Eintracht Frankfurt hat am Samstag den ersten Pflichtspielsieg des Jahres eingefahren. Beim VfB Stuttgart gewannen die Hessen dank eines Tores von Evan N'Dicka (7. Minute) und eines Doppelpacks von Ajdin Hrustic (47., 77.) mit 3:2. Für den VfB trafen Waldemar Anton (42.) und Sasa Kalajdzic (70.).
1. Denkbar schlechte Ausgangslage
Ein bisschen Angst hatte der geneigte Eintracht-Fan ja schon vor dem Spiel beim VfB Stuttgart. Ein Spiel gegen ein Team aus dem Tabellenkeller, das seit über 500 Minuten kein Tor mehr geschossen hat? Und dann fallen mit Filip Kostic und Daichi Kamada auch noch die beiden Spielmacher der Hessen aus? Das kann ja nur schief gehen.

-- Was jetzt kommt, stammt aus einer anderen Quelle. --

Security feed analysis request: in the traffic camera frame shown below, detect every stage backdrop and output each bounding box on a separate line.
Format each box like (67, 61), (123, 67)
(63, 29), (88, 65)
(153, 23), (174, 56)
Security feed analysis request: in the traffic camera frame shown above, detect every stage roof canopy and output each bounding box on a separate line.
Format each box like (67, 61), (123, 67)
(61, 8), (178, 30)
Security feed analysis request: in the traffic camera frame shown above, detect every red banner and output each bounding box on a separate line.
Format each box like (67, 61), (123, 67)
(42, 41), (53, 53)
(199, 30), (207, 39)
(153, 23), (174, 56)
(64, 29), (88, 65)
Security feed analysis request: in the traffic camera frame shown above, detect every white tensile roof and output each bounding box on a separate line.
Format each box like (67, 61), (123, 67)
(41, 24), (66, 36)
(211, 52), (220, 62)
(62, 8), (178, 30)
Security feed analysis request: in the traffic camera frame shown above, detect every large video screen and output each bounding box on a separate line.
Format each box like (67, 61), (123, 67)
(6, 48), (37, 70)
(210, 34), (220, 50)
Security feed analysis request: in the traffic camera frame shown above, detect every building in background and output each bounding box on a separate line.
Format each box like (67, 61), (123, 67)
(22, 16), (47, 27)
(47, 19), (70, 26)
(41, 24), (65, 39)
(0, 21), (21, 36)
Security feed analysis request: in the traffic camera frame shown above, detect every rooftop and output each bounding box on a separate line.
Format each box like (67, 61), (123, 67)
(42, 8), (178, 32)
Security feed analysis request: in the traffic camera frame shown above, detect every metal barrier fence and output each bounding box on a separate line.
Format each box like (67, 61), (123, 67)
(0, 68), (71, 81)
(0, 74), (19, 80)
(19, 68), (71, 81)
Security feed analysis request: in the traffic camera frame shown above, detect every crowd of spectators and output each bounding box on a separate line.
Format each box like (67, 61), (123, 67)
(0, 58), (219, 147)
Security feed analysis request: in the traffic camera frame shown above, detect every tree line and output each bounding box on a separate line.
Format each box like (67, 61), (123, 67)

Alle Fan-Traumata der vergangenen Jahrzehnte einmal beiseitegelassen, stellte sich tatsächlich die Frage, wie das Offensivspiel der Frankfurter wohl funktionieren würde. Dass Christopher Lenz für Kostic spielen würde, war klar. Mit einem sehr defensiv anmutenden zentralen Mittelfeld (Djibril Sow, Sebastian Rode und Kristijan Jakic) war das spielerische Element aber kaum erkennbar. Doch Trainer Oliver Glasner hatte einen klaren Matchplan.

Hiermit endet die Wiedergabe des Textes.